@RikkeOfTheLongEye
That's why when social workers assess people's needs they are supposed to focus on what the individual actually wants out of life and what their personal normal / ideal look like
I often end up at loggerheads with Social Work in my job because what I do is predicated on Service User interest, and not what my organisation perceives as their best interest. Social Work continually ignores this and invariably works towards what "the book" says is best.
I recognise a lot of the behaviours and traits in people you mention in your post by dint of the fact that I work with people who have mental health diagnoses. The thing is though, all of the things you describe, people with capacity have every right to choose to live that way if they so desire, which is why it rankles with me when social work, psychology, GP's etc invariably attempt to either change those behaviours or railroad the individual along a path that some outside agency or doctor has determined is "best" for them.
Whether the behaviours have arisen as coping mechanisms or otherwise, the fact remains that if someone wants to eat nothing but garbage, leave the house fewer than half-a-dozen times a year, or barely ever wash themselves, provided they are aware of the potential consequences, if they then decide to continue living like that then they are entirely within their rights to do so, and I will never accept people or organisations interfering with that because it's never coming from a place of user-interest, it's always what the service or organisation has determined is theoretically best and what the individual actually wants is usually completely ignored.
As an example, I've pulled my hair out at the number of times I've gone to a GP with someone who wants to wean themselves off a psychiatric medicine, they express this to a GP, and they are just met with a brick-wall "no" from the Dr. The Dr's job is supposed to be to help the patient, not obstruct them and work against their wishes. There are other avenues to consider beyond yes/no, but it's astonishing how often GP's and other services totally forget that ultimately the power rests with the individual provided they have capacity, and instead refuse to facilitate. It invariably comes back to GP's doing what suits the GP, Social Work doing what suits Social Work etc. The individual's preferences are usually ignored, and there is absolutely no justification for it. Even when there is a CTO in place you are still within your rights to ask for a medication review, or at least start exploring the possibility of a change/reduction in meds, but it's quite often met with a point-blank refusal to engage, and instead you hear "no, I'm not going to do that".
I work with one individual who is severely agoraphobic.
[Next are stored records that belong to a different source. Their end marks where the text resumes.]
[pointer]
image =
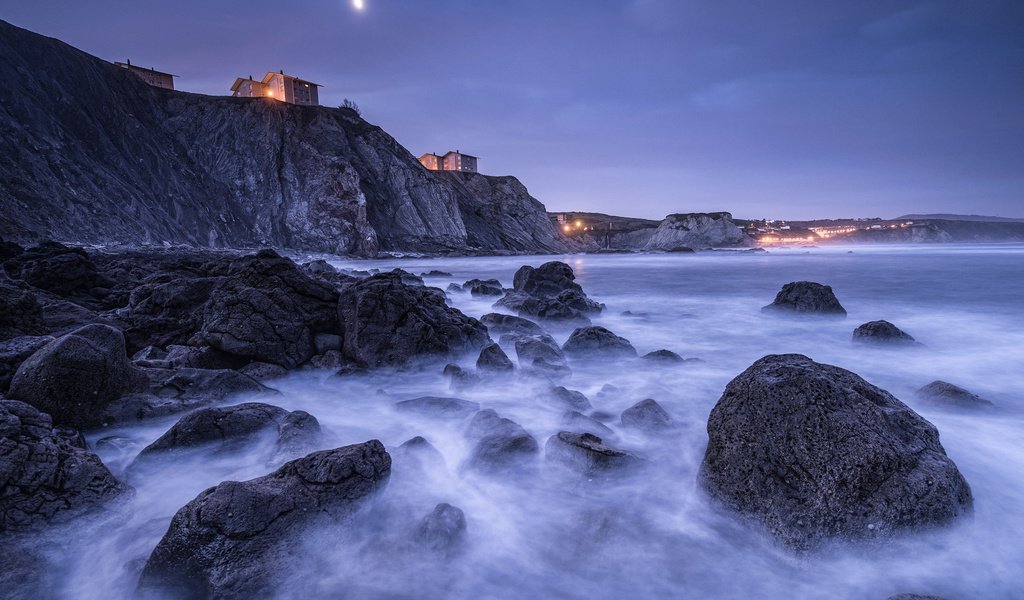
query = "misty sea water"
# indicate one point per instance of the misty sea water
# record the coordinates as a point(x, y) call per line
point(654, 536)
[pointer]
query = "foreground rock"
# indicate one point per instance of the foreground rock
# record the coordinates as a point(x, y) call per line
point(236, 540)
point(883, 333)
point(76, 377)
point(597, 342)
point(388, 323)
point(587, 454)
point(806, 298)
point(45, 476)
point(814, 453)
point(549, 292)
point(501, 444)
point(946, 395)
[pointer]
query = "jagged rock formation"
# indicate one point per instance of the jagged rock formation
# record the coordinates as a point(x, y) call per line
point(91, 154)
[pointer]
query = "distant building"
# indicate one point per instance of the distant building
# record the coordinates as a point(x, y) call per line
point(452, 161)
point(280, 87)
point(150, 76)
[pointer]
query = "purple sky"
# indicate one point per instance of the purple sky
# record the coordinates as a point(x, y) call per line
point(783, 109)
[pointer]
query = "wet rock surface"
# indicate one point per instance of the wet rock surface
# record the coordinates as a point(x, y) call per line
point(233, 540)
point(44, 476)
point(884, 333)
point(388, 323)
point(946, 395)
point(815, 453)
point(806, 298)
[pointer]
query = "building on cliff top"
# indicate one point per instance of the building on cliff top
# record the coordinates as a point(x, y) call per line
point(453, 161)
point(150, 76)
point(280, 87)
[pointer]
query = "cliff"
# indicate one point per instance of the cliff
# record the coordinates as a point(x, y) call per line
point(89, 154)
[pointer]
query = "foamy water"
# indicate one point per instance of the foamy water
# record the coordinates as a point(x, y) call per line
point(554, 536)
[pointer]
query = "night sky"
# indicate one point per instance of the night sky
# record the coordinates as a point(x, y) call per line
point(786, 109)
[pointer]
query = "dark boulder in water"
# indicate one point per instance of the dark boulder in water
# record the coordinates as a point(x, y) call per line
point(235, 540)
point(597, 342)
point(443, 530)
point(501, 444)
point(495, 359)
point(883, 333)
point(76, 377)
point(389, 323)
point(549, 292)
point(217, 428)
point(499, 324)
point(570, 398)
point(268, 309)
point(44, 475)
point(946, 395)
point(647, 416)
point(587, 454)
point(438, 406)
point(806, 298)
point(814, 453)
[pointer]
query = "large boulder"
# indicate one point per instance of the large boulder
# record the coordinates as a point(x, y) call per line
point(549, 292)
point(501, 445)
point(943, 394)
point(76, 377)
point(236, 539)
point(882, 333)
point(806, 298)
point(268, 309)
point(389, 323)
point(217, 428)
point(587, 454)
point(45, 475)
point(597, 342)
point(814, 453)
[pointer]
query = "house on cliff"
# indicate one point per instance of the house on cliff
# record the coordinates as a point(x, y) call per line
point(150, 76)
point(453, 161)
point(280, 87)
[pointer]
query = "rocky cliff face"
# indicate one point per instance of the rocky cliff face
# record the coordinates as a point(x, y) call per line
point(90, 154)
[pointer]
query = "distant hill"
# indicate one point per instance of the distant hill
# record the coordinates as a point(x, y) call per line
point(950, 217)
To the best of my knowledge he has set foot outside of his flat no more than a handful of times in the past five years. He's perfectly capable of living independently, his home is clean and tidy enough, he eats well enough, he's content living the way he does. He has an ASD diagnosis and is socially awkward in the typical way often associated with Aspergers. He has no social life, no friends, no partner, isn't married, likely never will be, likely never will have children. He says he's completely uninterested in any of this, and he's also uninterested in engaging with outside services beyond mine because he says they invariably attempt to change his behaviours or cajole him to do so, and he simply has no interest in changing, so that interference is totally unwelcome. He ticks the boxes for a lot of the things which are being described as problematic in this thread, yet there he is, happily living in his own way, not doing anyone any harm, not interested in changing for anyone else's sake. He neither wants nor has any need of extra help beyond the things we assist him with, so I can't comprehend how he can possibly be considered a "problem" when he's content and the way he lives has no detrimental effect on anyone else. In fact, he's almost a model tenant because he has an almost ghostly presence in his block and he's a stickler from looking after his home, but he's inarguably "isolated" and has shunned family and most attempts to engage with him. What is he supposed to do? Make himself unbearably uncomfortable just so he conforms more to someone else's idea of "normal"?